After all, the last thing the cash-strapped Scottish Rugby Union needs at the moment is an outsider who wants to tinker with (or indeed make wholesale changes to) the new vision which has been pulled together at not inconsiderable cost.

Securing the services of Nucifora – the highly rated former IRFU performance director – was seen as a significant coup at the time, and on top of his own remuneration package, Scottish Rugby have now spent the summer hiring seven department heads to oversee ‘Athletic Performance and Sports Science’, ‘Physio and Rehab’ , ‘Performance Pathway’, ‘Nutrition’, ‘Analysis’, ‘Operations and Logistics’ and ‘Coach of Development and Match Officials’, with combined salaries in the ball park of £1m per year.

Meanwhile, the fact that hiring a ‘Head of Women Performance and Pathways’ has been put off until after the summer did not go down well with those who believe there is a disconnect between what Murrayfield preaches and what it practices when it comes to supporting and developing the women’s game. Recent unrest over player contracts and the departure of Bryan Easson as the women’s national team head coach has fanned these flames of discontent.

Nucifora’s decision to treat his appointment as a work from home project – jetting in from his native Australia during last season’s Autumn and Six Nations Test windows, then spending the summer as ‘General Manager for Performance’ with the Lions back in his homeland – means that the implementation stage of his programme is going to be a much harder sell to the Scottish rugby public than it needed to be.

It was argued that in the internet age he has only ever been a zoom call away, and that he was able to combine his Lions role with overseeing the restructuring going on at Murrayfield, but neither of those claims hold water.

Setting up something as delicately balanced as a national performance programme for a multi-faceted sport like rugby – hiring key staff, fine-tuning the missing detail, and selling the plan and goals to stakeholders – surely needs a human connection. He needed to be here to front up meetings, explain rationale and convince people that this is a leap of faith worth supporting.

And it is most definitely a full-time job – not something you can fit in between training sessions on the other side of the world – which is perhaps why so many stakeholders have been left feeling disenfranchised.

We hear of frustration among staff inside the performance department about the lack of consultation and clarity with regards to the restructuring.

Meanwhile, youngsters in the pathways (outside the small number on stage-three full-time contracts) have been left in a state of limbo.

Their JSAP [Junior Scottish Academy Player] contracts – which included medical cover – were cancelled at the end of June, and there has been no meaningful communication since then to explain whether they are going to remain part of the pathway programme in the season ahead.

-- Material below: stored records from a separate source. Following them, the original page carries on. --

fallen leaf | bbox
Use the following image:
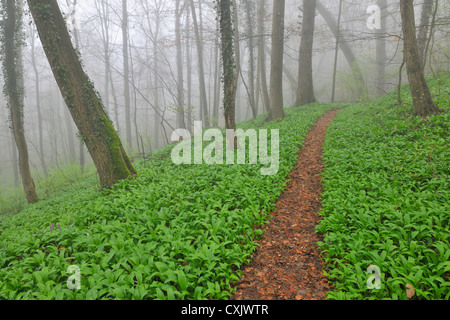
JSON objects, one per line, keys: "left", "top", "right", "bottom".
{"left": 406, "top": 284, "right": 415, "bottom": 299}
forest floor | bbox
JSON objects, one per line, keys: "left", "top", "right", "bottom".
{"left": 232, "top": 110, "right": 339, "bottom": 300}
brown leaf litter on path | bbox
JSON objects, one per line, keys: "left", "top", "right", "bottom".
{"left": 232, "top": 110, "right": 340, "bottom": 300}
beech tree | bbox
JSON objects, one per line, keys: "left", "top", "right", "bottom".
{"left": 1, "top": 0, "right": 39, "bottom": 203}
{"left": 257, "top": 0, "right": 270, "bottom": 114}
{"left": 217, "top": 0, "right": 237, "bottom": 131}
{"left": 268, "top": 0, "right": 286, "bottom": 120}
{"left": 26, "top": 0, "right": 137, "bottom": 189}
{"left": 295, "top": 0, "right": 317, "bottom": 107}
{"left": 399, "top": 0, "right": 440, "bottom": 117}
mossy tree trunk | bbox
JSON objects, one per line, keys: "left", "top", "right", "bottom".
{"left": 26, "top": 0, "right": 137, "bottom": 189}
{"left": 400, "top": 0, "right": 440, "bottom": 117}
{"left": 2, "top": 0, "right": 39, "bottom": 204}
{"left": 218, "top": 0, "right": 237, "bottom": 131}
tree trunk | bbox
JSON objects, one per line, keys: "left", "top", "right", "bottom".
{"left": 26, "top": 0, "right": 137, "bottom": 189}
{"left": 3, "top": 0, "right": 39, "bottom": 203}
{"left": 417, "top": 0, "right": 433, "bottom": 65}
{"left": 316, "top": 0, "right": 367, "bottom": 101}
{"left": 30, "top": 25, "right": 48, "bottom": 177}
{"left": 244, "top": 0, "right": 256, "bottom": 119}
{"left": 190, "top": 0, "right": 209, "bottom": 127}
{"left": 295, "top": 0, "right": 317, "bottom": 107}
{"left": 376, "top": 0, "right": 388, "bottom": 96}
{"left": 268, "top": 0, "right": 286, "bottom": 120}
{"left": 218, "top": 0, "right": 237, "bottom": 131}
{"left": 66, "top": 0, "right": 85, "bottom": 172}
{"left": 122, "top": 0, "right": 132, "bottom": 149}
{"left": 257, "top": 0, "right": 270, "bottom": 114}
{"left": 212, "top": 19, "right": 221, "bottom": 126}
{"left": 331, "top": 0, "right": 342, "bottom": 103}
{"left": 176, "top": 0, "right": 186, "bottom": 129}
{"left": 186, "top": 3, "right": 193, "bottom": 131}
{"left": 10, "top": 132, "right": 19, "bottom": 187}
{"left": 399, "top": 0, "right": 440, "bottom": 117}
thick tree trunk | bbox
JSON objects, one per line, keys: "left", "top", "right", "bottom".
{"left": 218, "top": 0, "right": 237, "bottom": 131}
{"left": 3, "top": 0, "right": 39, "bottom": 203}
{"left": 27, "top": 0, "right": 137, "bottom": 189}
{"left": 399, "top": 0, "right": 440, "bottom": 117}
{"left": 295, "top": 0, "right": 317, "bottom": 107}
{"left": 268, "top": 0, "right": 286, "bottom": 120}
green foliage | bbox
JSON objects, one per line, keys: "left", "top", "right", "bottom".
{"left": 0, "top": 163, "right": 96, "bottom": 218}
{"left": 318, "top": 72, "right": 450, "bottom": 300}
{"left": 0, "top": 103, "right": 338, "bottom": 300}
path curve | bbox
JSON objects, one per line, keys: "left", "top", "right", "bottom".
{"left": 232, "top": 110, "right": 339, "bottom": 300}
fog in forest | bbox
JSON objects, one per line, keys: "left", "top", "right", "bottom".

This season’s pathway coaches have not yet been appointed (or at least not revealed), there has been some ad-hoc strength and conditioning sessions but no detail on a regular training schedule, there has been no update on whether there is going to be an under-19s programme at district or international level, and there appears to have been no formal feedback process following Scotland Under-18s’ Six Nations Festival campaign in Vichy, Italy, back in April.

Some stalwarts of the performance department have done a heroic job keeping things going as well as they can, but they must feel like they are operating with one hand behind their back.

Being a pathway player is a big commitment, with up to four extra training sessions per week. These young people should have been given an idea of what was going to be expected of them as they considered real life matters such as future work and study options over the summer. This simply isn’t good enough.

Implementing change in any business is tricky, especially when jobs are at stake, but there are ways of managing the process to make it easier for everyone involved. There needs to be some continuity in handling the core product – in this instance emerging players – and maintaining open lines of communication with those affected is crucial, so as to manage expectations and explain timescales. It is almost three months since Nucifora gave his last public briefing as Scottish Rugby performance director, when he provided a broad brush outline of what he has in mind for the performance department, and just an ongoing sense of drift since then.

Scottish Rugby needs to get a firm grip on the whole situation soon. And Nucifora needs to demonstrate that he is fully committed to getting it right.